13 responses to “Snow-Wasden House, Brooks County

  1. Paul Petersen

    Thanks for putting together this interesting history on the house. Lee and Jamie Branch are my great-grandparents. Their daughter Lalla Branch (Kirkpatrick) is my maternal grandmother. Years ago I visited Quitman to see the house where the murder occurred (402 North Court Street), and I did some research and found newspaper articles about the murder on micro-fiche.

    BrooksCountyNative, I would love to know any details of the scandal that weren’t published in the Quitman paper. The story from my grandmother was that Livingston was ‘manic-depressive’ or now bi-polar, and had voluntarily decided to enter an asylum. The murder rocked the community as Lee Branch was the former President of the Georgia State Bar Association (1926) and a highly respected public figure. When the news of his death reached Washington DC, the US House of Representatives had a moment of silence in his honor. My grandmother was devastated. She later visited Livingston in the Asylum, sometime in the mid-1960’s. Russell could not visit his brother, he was too distraught.

    According to my family, Russell Snow (Bubber as he was known) was an architect, not a lawyer. However, he may have had business dealings with Lee Branch. If someone has a source for Russell being a lawyer, I would love to see it. Russell was present when Livingston shot Lee and Jamie, and was about to be shot himself. However the gun jammed, and Russell tackled Livingston and held him until the authorities arrived. Also, regarding Ashville, Jamie had tuberculosis, and the common treatment was to send patients to the mountains for fresh air. My family and I were just perusing photographs of Jamie, Lee, and my grandmother in the Ashville mountains. It may be that Jamie had connections in Ashville from her treatment stay.

    I would also love to know where the house photographed above is currently. Just for the family history, and perhaps a drive by one day.

    • Paul Petersen

      Correction from my previous post. Russell was a lawyer, there was another member of his family (a cousin I think), who was the architect.

  2. Brookscountynative

    Didn’t even come close to getting all of the “real” story behind this house. There is WAY more of a scandal here that wasn’t even reported on. If only the walls could talk.

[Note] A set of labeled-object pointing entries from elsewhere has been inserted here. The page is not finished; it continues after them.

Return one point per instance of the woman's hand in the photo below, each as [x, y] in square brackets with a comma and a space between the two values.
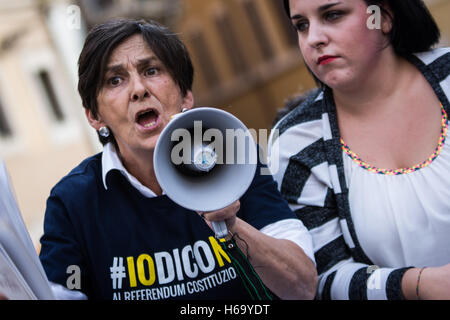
[227, 214]
[434, 283]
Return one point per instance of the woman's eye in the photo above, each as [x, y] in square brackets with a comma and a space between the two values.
[333, 15]
[114, 81]
[301, 26]
[151, 71]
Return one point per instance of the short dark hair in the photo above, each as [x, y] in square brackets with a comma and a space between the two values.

  3. Here’s what the house looked like before they started prepping it for relocation. Sadly they just left it sitting there like the above pcitures for many years

  4. Laurie Bass

    Quitman, Brooks Co GA is my hometown. I drove by this house today and as I do every time I see it, thought what a beautiful home this had to have been and still could be. Several years ago, someone told me it is still owned by the Wasden family.

  5. Alyssa McManus

    I came upon it about 2 weeks ago and just stood there, agog. Magnificent. Even if it is in a ruinous state, it is still amazing!

  6. Christy Carter

    Hi, I love your pictures and the work your doing. I have seen this house in pictures and would LOVE to see it in person. I live in North Florida and love my roots of South Georgia. Traveling the back roads is one of my favorite past times. Would you mind sharing the road name? Also I came upon a lovely picture of it with its porches if you’d like for me to share it with you I’d be happy to.

  7. Bryan Shaw

    Please, someone take this home as a restoration project. I hate seeing huge amounts of money being spent on new homes when homes like this are a southern treasure.